[epic] Run post-fail hook when cancelling cluster jobs?
"post_fail_hooks" are a powerful concept for os-autoinst. In a test cluster parent jobs by default are immediately cancelled when children abort so no post_fail_hook on the parent have a chance to execute.
- AC1: There is an obvious way to run post_fail_hooks for parent jobs in a cluster when children are about to fail
- Try to keep the tests "running" by using a barrier in the
post_fail_hookof children and parent jobs to ensure every job had the chance to execute it's
- If above works good enough cover this in documentation else accomodate this use case in the logic of openQA that aborts parents when children are stopped
So, there's a Fedora update where a FreeIPA client job fails:
now it'd be great to know why this test is failing! Unfortunately, when it fails, the server job that it runs in parallel with:
just gets cancelled as 'parallel_failed'. Notably, its post_fail_hook is not run...so we don't get any logs from the server end. So because the client test appears to be failing because something went wrong on the server end, we just can't debug the problem at all, because we've got no logs from the server, and no very good way to get logs out of the server end.
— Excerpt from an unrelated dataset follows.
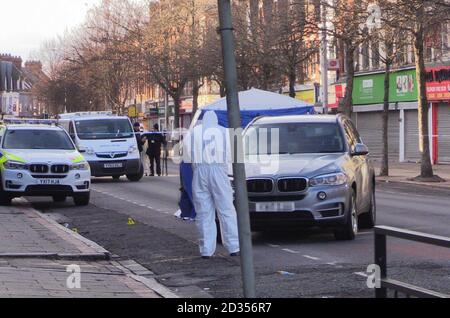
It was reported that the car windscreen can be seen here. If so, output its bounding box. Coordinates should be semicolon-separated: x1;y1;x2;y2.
3;129;75;150
245;123;345;155
75;119;134;140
Would it perhaps be good to (possibly optionally, somehow) run the post_fail_hook of a job before cancelling it as parallel_failed?
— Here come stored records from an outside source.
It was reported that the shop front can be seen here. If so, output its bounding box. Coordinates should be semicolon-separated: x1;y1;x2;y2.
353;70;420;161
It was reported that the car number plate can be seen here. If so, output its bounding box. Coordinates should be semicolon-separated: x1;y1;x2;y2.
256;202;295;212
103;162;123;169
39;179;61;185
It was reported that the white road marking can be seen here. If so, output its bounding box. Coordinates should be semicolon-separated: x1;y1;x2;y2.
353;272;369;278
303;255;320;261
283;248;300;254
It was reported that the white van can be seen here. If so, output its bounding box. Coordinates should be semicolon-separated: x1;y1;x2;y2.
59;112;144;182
I don't think it would be good to teach openQA to know what "post_fail_hooks" are as basically this is an os-autoinst feature that is just displayed differently. However I think instead of immediately failing a job in the cluster which then cancels all parallel jobs the post_fail_hook of any cluster job can trigger and wait for parallel jobs to execute their post_fail_hooks based on mutexes and barriers giving them time to collect the necessary data before finally failing.
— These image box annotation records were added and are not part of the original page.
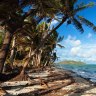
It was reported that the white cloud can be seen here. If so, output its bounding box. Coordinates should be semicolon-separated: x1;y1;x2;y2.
57;35;96;63
87;33;92;38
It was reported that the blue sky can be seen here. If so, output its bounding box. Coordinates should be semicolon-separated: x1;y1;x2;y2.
52;0;96;64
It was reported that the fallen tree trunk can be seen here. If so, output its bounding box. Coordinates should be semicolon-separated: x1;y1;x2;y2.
38;80;74;95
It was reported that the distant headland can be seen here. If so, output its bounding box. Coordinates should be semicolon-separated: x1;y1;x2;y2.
58;60;86;64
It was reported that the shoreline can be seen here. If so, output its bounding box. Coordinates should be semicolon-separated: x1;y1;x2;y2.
0;67;96;96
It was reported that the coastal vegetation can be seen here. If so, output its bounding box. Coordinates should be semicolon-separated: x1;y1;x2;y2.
58;60;86;65
0;0;96;95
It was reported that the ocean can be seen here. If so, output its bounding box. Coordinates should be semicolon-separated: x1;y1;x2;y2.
56;64;96;83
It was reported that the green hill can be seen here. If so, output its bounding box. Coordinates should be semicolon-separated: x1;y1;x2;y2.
58;60;86;64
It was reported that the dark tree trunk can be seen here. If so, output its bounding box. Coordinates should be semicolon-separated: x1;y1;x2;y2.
0;31;13;73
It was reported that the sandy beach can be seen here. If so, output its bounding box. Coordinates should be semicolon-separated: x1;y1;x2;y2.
0;67;96;96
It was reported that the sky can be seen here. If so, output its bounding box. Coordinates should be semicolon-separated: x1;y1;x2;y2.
52;0;96;64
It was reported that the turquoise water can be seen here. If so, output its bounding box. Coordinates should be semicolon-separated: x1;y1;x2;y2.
56;64;96;82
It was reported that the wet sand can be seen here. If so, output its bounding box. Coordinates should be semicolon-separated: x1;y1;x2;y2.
0;67;96;96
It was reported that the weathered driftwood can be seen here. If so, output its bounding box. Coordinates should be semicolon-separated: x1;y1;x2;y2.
38;79;74;95
2;74;72;88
note, when I filed this issue I didn't actually realize we're right in the 'cancel cluster jobs' logic I already poked with https://pagure.io/fesco/issue/1858#comment-506261 , but I realized shortly after filing...
anyway, in outline I agree your solution should do the trick, it's just a case of figuring out an implementation. Since I already poked this code once I'll see if I can come up with something, if I can find the time (we're in Fedora 31 crunch right now).
https://github.com/os-autoinst/os-autoinst-distri-opensuse/pull/8671 tries to solve the same problem.
That could work similar to how the developer mode hooks into the test execution:
- The worker would send a command to os-autoinst's command server to "flag" the job as parallel failed. It would not stop the isotovideo process tree on its own like it does now.
- The regular test execution is paused on the next isotovideo query. The problem is that we can not easily run the post fail hook within the autotest process as usual. The blocking nature of the autotest process is the tricky part.
Um. Well. Thinking about it again, I'm not sure. Here's okurz's idea again:
"the post_fail_hook of any cluster job can trigger and wait for parallel jobs to execute their post_fail_hooks based on mutexes and barriers"
so, I'm having a little trouble seeing how that's going to work exactly. In the example, we have this flow:
- Server test preps server-y stuff
- Server test sets a mutex to tell child test to go ahead and do child-y stuff, then does
wait_for_children;to wait until child completes
- Child test fails, runs its post-fail hook, quits
- Server notices child has quit and dies as parallel_failed
So...I'm not sure exactly how I'd change that here. I guess we'd have to not use
wait_for_children;, right? We'd have to tell the server to wait for the children some other way. Have a barrier called 'children_complete' and have each child wait on that barrier when it finishes, have the server wait for it with check_dead_job ? But the docs say
check_dead_job "will kill all jobs waiting in +barrier_wait+ if one of the cluster jobs dies", which doesn't really sound like what we want.
So...I guess I'm not quite sure how I'd go about doing this purely in tests, is what I'm saying.
Well, haven't tried myself but basically what I was thinking: If you want to do something from tests, regardless if on parent or child, you need to keep the tests "running" and technically in a
post_fail_hook the test is still running, so just use another barrier as is also used for startup, etc., which one can reach in normal test flow as well as in the post_fail_hook.